Modification of shortest path algorithm (route from a node to itself)

Question

I am applying the all-pairs shortest path algorithm (Floyd-Warshall) to this directed graph:

The graph is represented by its adjacency matrix. The simple code looks like this:

public class ShortestPath {

public static void main(String[] args) {
    int x = Integer.MAX_VALUE;
    int [][] adj= {      
      {0, 6, x, 6, 7}, 
            {x, 0, 5, x, x}, 
            {x, x, 0, 9, 3}, 
            {x, x, 9, 0, 7}, 
            {x, 4, x, x, 0}};

    int [][] D = adj;

    for (int k=0; k<5; k++){
        for (int i=0; i<5; i++){
            for (int j=0; j<5; j++){
                if(D[i][k] != x && D[k][j] != x && D[i][k]+D[k][j] < D[i][j]){
                       D[i][j] = D[i][k]+D[k][j];                    
                   }
            }
        }       
    }

    //Print out the paths
    for (int r=0; r<5; r++) {
         for (int c=0; c<5; c++) {
             if(D[r][c] == x){
                 System.out.print("n/a"); 
             }else{
             System.out.print(" " + D[r][c]);
             }
         }
         System.out.println(" ");
     }
}

}

The above works fine as far as the algorithm is concerned.

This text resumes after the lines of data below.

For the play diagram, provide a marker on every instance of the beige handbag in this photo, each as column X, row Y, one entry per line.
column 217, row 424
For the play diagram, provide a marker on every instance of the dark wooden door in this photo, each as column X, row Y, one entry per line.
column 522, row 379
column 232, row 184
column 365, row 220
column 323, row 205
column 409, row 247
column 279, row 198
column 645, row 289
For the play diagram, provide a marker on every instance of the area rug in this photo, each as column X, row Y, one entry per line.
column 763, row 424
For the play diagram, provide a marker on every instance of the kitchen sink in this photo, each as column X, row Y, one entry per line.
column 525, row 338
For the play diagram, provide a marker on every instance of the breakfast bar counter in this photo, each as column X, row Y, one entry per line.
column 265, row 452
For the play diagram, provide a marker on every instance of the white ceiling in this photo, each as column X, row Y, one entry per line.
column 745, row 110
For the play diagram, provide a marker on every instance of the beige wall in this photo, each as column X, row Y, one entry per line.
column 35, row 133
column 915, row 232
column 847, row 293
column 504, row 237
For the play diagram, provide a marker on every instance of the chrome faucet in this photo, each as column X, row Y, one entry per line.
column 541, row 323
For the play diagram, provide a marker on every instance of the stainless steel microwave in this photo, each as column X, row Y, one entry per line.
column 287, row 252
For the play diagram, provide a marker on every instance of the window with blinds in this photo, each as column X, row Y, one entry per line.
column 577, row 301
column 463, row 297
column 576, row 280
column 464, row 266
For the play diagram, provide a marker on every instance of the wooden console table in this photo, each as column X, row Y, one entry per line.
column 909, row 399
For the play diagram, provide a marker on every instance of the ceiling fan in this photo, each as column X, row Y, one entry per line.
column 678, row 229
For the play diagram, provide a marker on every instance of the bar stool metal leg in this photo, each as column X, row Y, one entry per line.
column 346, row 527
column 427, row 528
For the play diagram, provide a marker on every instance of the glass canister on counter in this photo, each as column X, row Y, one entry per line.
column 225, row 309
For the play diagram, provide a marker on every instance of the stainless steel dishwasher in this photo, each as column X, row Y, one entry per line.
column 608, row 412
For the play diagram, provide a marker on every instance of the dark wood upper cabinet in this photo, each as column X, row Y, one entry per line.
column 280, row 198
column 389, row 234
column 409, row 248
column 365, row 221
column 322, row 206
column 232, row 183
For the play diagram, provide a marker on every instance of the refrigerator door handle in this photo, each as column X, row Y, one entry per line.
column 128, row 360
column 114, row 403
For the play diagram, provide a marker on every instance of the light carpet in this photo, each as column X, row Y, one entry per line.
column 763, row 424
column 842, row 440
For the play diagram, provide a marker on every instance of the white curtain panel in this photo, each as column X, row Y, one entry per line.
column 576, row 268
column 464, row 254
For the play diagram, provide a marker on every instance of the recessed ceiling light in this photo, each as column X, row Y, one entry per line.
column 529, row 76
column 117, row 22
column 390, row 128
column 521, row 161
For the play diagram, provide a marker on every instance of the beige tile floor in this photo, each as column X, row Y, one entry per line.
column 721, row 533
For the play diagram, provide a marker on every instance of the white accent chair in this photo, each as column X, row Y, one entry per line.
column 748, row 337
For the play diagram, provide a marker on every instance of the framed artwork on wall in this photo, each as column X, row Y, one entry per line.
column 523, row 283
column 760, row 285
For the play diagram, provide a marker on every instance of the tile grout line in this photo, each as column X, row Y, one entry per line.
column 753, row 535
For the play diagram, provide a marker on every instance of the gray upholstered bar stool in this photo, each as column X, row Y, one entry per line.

I am trying to indicate that a path from any node to itself is not necessarily 0, as implied by the use of the adjacency matrix here, but can be any possible path through other nodes: For example B -...-...-...-B

Is there a way to modify my current representation to indicate that a shortest path from say, B to B, is not zero, but 12, following the B-C-E-B route? Can it be done by somehow modifying the adjacency matrix method?

Answer 1

Changing the diagonal elements adjacency matrix from 0 to infinity (theoretically) should work.

It means the self loop cost is infinite and any other path with less than this cost is better hence if a path exists from a node to itself, through other nodes, its cost will be finite and it will replace the infinite value.

Practically you can use maximum value of integer as infinite.